Lorsqu’un tribunal prononce une peine, sa décision ne repose pas uniquement sur l’infraction commise. Le juge doit respecter un cadre fixé par la loi tout en appréciant les particularités de chaque dossier.
Comme l’explique le juriste Kalil Camara, « il y a une règle au rôle du juge dans la fixation des peines ». Cette règle repose sur le principe d’individualisation de la peine, selon lequel la sanction doit être adaptée à la situation de l’auteur et aux circonstances de l’infraction.
« Dans le choix de la peine prévue par le législateur (entre minimum et maximum, sursis et dispense, réduction et exemption), le juge tient compte des circonstances de l’infraction, du dommage causé et de la personnalité de l’auteur », précise-t-il.
Autrement dit, le juge ne prononce pas une peine de manière automatique. Il dispose d’une marge d’appréciation, dans les limites prévues par la loi, afin de déterminer la sanction la plus appropriée.
La peine ne dépend pas uniquement de l’infraction
Une même infraction peut conduire à des décisions différentes selon les circonstances. Le tribunal examine notamment la gravité des faits, les conséquences pour les victimes, les conditions dans lesquelles l’acte a été commis, mais aussi le profil de la personne poursuivie.
Le juriste rappelle que la personnalité de l’auteur constitue un élément essentiel dans cette évaluation. Le juge peut prendre en considération son parcours, sa situation familiale, sociale ou professionnelle avant de fixer la peine.
La prison ferme : une décision qui doit être justifiée
Dans certains systèmes juridiques, le principe d’individualisation de la peine est clairement inscrit dans la loi. Le juriste cite notamment l’exemple français.
« En matière correctionnelle, la juridiction ne peut prononcer une peine d’emprisonnement sans sursis qu’en dernier recours, si la gravité de l’infraction et la personnalité de son auteur rendent cette peine nécessaire », explique Kalil Camara.
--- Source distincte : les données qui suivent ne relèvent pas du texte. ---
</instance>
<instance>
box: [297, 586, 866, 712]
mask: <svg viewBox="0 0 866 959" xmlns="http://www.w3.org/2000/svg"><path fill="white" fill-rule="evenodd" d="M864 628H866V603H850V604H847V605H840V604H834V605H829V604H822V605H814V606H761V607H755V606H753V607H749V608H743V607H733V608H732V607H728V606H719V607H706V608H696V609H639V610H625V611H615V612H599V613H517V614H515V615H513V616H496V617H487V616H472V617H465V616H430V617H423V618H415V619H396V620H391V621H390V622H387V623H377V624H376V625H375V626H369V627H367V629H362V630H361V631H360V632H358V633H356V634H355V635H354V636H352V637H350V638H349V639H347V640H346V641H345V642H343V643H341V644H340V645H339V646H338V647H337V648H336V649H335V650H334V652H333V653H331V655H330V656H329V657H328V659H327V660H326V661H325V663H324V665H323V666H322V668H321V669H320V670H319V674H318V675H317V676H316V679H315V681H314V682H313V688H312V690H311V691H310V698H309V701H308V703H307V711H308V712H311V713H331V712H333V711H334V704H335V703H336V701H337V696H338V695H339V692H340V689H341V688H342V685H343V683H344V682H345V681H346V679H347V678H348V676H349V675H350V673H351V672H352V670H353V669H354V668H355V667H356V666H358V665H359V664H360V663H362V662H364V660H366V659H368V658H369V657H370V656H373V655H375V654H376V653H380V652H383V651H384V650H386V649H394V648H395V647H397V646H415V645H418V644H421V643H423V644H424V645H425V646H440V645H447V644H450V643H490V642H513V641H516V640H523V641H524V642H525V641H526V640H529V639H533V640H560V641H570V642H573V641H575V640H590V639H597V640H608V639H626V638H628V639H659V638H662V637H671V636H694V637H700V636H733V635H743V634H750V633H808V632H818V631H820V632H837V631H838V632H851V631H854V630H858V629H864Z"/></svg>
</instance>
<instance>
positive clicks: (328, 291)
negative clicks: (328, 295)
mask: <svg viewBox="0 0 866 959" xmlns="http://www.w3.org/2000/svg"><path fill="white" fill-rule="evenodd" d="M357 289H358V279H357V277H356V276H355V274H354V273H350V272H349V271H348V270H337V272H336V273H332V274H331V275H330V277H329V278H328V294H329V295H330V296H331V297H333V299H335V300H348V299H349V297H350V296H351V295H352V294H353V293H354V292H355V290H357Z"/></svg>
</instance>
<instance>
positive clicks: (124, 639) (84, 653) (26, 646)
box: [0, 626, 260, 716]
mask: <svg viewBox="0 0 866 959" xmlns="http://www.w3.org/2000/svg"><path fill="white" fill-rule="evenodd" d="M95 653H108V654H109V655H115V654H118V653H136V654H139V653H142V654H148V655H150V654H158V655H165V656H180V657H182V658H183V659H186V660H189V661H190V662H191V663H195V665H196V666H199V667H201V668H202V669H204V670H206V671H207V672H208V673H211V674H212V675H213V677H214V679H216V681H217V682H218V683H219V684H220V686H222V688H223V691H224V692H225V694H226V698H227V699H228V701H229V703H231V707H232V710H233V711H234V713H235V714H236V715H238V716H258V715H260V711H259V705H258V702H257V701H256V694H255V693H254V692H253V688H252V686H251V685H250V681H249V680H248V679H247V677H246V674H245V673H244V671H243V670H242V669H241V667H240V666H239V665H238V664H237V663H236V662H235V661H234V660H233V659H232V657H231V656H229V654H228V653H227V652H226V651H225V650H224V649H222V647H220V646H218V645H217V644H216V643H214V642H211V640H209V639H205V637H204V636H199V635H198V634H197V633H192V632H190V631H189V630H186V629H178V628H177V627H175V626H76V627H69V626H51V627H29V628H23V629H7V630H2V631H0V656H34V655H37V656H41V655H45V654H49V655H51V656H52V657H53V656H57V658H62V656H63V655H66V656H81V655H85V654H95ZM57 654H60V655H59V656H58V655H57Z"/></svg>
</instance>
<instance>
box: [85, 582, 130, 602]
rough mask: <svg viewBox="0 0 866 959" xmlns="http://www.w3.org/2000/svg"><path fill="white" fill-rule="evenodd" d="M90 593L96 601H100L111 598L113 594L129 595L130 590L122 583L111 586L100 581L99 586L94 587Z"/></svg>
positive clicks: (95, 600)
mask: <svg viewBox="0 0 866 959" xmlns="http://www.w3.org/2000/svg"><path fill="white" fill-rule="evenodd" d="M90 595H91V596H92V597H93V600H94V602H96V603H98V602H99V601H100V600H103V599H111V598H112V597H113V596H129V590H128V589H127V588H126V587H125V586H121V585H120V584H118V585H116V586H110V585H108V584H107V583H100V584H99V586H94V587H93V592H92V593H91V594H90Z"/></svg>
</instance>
Selon lui, dans ce cas, « le Tribunal est tenu de motiver spécialement sa décision, s’il prononce une peine ferme », conformément à l’article 132-19 du Code pénal français issu de la loi du 15 août 2014.
Cette obligation signifie que le juge doit expliquer les raisons pour lesquelles une peine d’emprisonnement ferme apparaît indispensable dans le dossier.
Un principe présent dans le droit guinéen
Même si la formulation est différente, ce principe existe également dans la législation guinéenne à travers les règles relatives à la fixation des peines.
« Cette règle est tacitement prévue par le législateur guinéen dans ses dispositions concernant la fixation des peines », souligne le juriste.
Ainsi, qu’il s’agisse d’une amende ou d’une peine d’emprisonnement, la juridiction doit apprécier plusieurs éléments avant de rendre sa décision.
« Que ce soit les amendes ou les peines d’emprisonnement, la loi rappelle à la juridiction de tenir compte des circonstances ou de la gravité de l’infraction, de la personnalité de son auteur, de ses ressources et ses charges, conditions familiales, sociales, professionnelles, etc. », ajoute Kalil Camara.
Une appréciation au cas par cas
Le rôle du juge ne consiste donc pas seulement à constater qu’une infraction a été commise. Il doit aussi déterminer quelle sanction correspond le mieux à la situation examinée.
Cette approche vise à garantir une justice qui sanctionne les comportements interdits tout en évitant une application mécanique des peines. La décision judiciaire devient ainsi un équilibre entre la protection de la société, la réparation du préjudice et la prise en compte de la situation individuelle de l’auteur.